Taking these many factors into account it appears that the financial success of OFWs will continue to play a major role in fuelling the resurgence of a middle class for years to come and everyone stands to benefit. According to market watchers, have become more sophisticated and are less likely to spend their money on consumer goods, which would have little impact on the overall economy. According to industry leaders in the real estate, insurance and capital markets sectors, people are now looking for sound investments and they have attributed much of the recent growth to OFWs.
Meanwhile, the balance of payments (BOP) in the second quarter of 2007 reversed to a surplus of $1.8bn from a deficit of $81m last year, bringing the first-semester BOP to a surplus of $3.2bn, up by 56.8% as against the $2bn a year ago.

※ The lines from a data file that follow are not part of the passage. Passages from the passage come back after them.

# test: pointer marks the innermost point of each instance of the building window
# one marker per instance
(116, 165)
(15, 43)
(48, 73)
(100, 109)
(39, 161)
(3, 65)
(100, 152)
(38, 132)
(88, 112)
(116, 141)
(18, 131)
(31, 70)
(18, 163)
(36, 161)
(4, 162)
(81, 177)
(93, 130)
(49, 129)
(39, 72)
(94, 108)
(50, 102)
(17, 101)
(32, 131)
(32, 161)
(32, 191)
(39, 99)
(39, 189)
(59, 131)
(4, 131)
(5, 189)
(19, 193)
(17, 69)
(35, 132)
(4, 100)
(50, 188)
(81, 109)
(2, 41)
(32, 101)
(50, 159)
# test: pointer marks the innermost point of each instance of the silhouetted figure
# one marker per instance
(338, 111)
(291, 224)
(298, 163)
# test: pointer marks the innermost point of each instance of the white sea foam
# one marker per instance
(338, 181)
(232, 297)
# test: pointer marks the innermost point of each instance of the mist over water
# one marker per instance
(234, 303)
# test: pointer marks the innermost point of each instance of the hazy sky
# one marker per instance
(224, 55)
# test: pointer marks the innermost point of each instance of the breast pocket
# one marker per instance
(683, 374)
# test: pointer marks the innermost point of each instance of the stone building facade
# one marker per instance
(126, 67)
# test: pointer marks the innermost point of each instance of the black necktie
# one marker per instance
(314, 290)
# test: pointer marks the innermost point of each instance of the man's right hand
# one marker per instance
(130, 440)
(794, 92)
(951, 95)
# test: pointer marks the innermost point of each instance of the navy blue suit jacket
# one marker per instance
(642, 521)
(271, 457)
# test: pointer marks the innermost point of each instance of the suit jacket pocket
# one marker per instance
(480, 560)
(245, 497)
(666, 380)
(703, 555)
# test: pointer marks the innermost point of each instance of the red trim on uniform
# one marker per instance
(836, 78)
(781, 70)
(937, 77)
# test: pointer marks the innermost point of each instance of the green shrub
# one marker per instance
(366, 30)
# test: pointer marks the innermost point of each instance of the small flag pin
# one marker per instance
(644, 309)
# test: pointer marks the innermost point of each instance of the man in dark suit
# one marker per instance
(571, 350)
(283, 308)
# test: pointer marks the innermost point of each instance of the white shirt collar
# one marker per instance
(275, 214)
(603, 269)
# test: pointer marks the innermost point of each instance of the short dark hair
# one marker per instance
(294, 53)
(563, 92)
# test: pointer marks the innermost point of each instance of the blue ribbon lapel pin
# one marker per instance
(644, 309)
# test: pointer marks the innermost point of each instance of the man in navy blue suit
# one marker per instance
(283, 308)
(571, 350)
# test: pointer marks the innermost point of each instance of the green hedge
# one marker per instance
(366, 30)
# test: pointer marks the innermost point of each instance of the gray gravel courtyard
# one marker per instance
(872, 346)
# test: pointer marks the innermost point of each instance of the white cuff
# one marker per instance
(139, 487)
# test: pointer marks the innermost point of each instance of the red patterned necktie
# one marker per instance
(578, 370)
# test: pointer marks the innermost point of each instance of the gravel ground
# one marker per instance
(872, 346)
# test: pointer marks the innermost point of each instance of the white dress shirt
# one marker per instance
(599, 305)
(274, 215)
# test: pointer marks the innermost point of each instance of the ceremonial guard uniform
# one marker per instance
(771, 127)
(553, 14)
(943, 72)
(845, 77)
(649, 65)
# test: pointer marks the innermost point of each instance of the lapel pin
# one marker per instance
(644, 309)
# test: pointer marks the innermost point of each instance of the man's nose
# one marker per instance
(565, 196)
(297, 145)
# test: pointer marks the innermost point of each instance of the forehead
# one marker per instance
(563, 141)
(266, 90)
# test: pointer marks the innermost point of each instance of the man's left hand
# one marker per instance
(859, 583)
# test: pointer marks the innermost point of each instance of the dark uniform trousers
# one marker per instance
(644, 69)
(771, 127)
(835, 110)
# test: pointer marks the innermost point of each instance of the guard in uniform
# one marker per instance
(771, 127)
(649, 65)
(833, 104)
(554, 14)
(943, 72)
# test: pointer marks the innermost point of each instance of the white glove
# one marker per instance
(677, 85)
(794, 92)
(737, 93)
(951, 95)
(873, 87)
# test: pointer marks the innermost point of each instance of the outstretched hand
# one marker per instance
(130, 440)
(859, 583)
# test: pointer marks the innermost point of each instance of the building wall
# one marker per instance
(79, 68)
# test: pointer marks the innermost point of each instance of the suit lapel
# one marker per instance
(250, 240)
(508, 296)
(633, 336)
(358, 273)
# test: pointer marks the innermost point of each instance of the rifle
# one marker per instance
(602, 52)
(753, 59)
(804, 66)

BSP attributes the surplus mainly to increased remittances of OFWs and to a lesser extent on increased tourism revenue and export dollars coming into the country.
However, the BSP has warned against over-reliance on money from Filipinos working abroad to support the economy.
"Remitters are influenced by investment opportunities even more so than altruistic considerations," it stated in a recent study.
"Policymakers should therefore not be drawn into complacency that remittances can comfortably help the economy weather economic downturns. There is no substitute for prudent macroeconomic policies."
The central bank is concerned that remittances in the Philippines could be "pro-cyclical" - tending to rise when economic activity improves and decline when it weakens.
A strengthening economy would lead to a rise in the value of the peso, requiring workers to send more money home and the opposite would occur in a weakening economy.